Acetylation increases strand transfer activity of IN. (A) Strand transfer activity of His-IN wt (lanes 1, 2) or mutated in K(264,266,273)R (lanes 3, 4) preincubated with p300-HAT either in the absence (lanes 1, 3) or in the presence (lanes 2, 4) of cold acetyl-CoA. Lane 5: substrate without His-IN. (B) Quantification analysis of the strand transfer activity obtained from three independent experiments performed as in (A); the average and s.d. of the summary of the intensity of bands that result as products of the strand transfer activity in each lane are shown. (C) 3′ processing activity of His-IN, after preincubation with p300-HAT either in the absence (lane 1) or presence (lane 2) of cold acetyl-CoA. Lane 3: substrate without His-IN. In (A) and (C), the DNA substrate (S) and catalytic products (P) are indicated.

Figure 6

Replication of an HIV-1 viral clone carrying the IN K(264,266,273)R mutation is impaired. (A) Replication kinetics of wt HIV-1_BRU (HIV wt) and of an HIV-1_BRU viral clone carrying the IN K(264,266,273)R mutation (HIV mut). In both viral clones, the IN is Flag-tagged. CEM T-cells and PBLs from two healthy donors were infected with equal amounts (0.5 × 10⁷ c.p.m. RT) of the two viruses; the RT activity of the supernatants was measured at different time points after infection. Each graph shows the average values from three independent experiments. (B) RT activity of the supernatants measured at different time points after infection of CEM T cells with 1 × 10⁷ or 5 × 10⁷ c.p.m. RT of HIV wt or HIV mut. (C) Western blot analysis of either HIV wt or HIV mut viral stocks using an anti-MA (left panel) or an anti-Flag (right panel) antibody.

Figure 7

DNA integration of an HIV-1 viral clone carrying the IN K(264,266,273)R mutation is impaired. Serial dilutions of DNA extracted from CEM cells following infection with HIV wt or HIV mut were amplified with primers specific for (A) the Alu-LTR DNA fragment (to analyze the fraction of integrated HIV DNA), (B) the 2-LTR circles (to assess the levels of unintegrated HIV DNA), and (C) the lamin B2 cellular gene (to standardize the total amount of extracted DNA).
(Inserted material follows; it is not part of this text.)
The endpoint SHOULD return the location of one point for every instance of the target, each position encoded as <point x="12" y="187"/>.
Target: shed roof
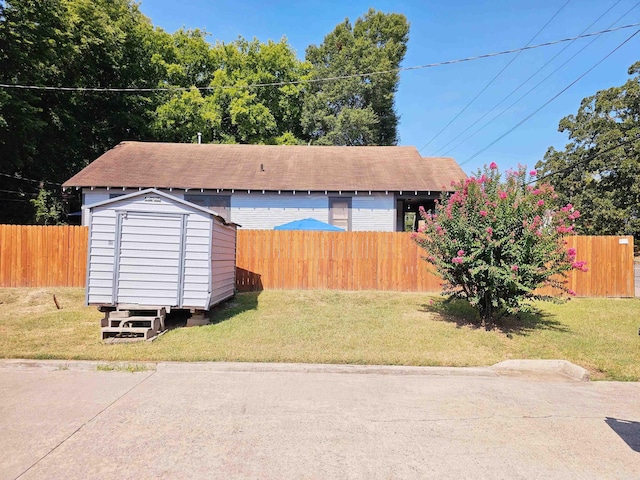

The graphs were obtained by densitometric analysis of the PCR products obtained from 3–5 independent experiments.

Figure 8

Inactivation of p300 catalytic activity inhibits HIV-1 integration. Serial dilutions of DNA extracted from SupT1 cells treated as indicated were amplified with primers specific for (A) the Alu-LTR DNA fragment and (B) the lamin B2 cellular gene. The graphs in (A) and (B) were obtained by densitometric analysis of the PCR products obtained from three independent experiments; the means±s.d. are shown. (C) Left panels: HAT assay performed on histones using immunoprecipitates obtained by incubating antibody anti-p300 or anti-GCN5 with cell extracts of SupT1 treated with SPC alone or together with Lys-CoA (upper panel: gels exposed to Cyclone screen; lower panel: Coomassie-stained gels). Right panels: SupT1 cell extracts were analyzed by immunoblot with anti-p300 or anti-GCN5 antibody (upper panels), the same blot was then incubated with anti-tubulin antibody (lower panel).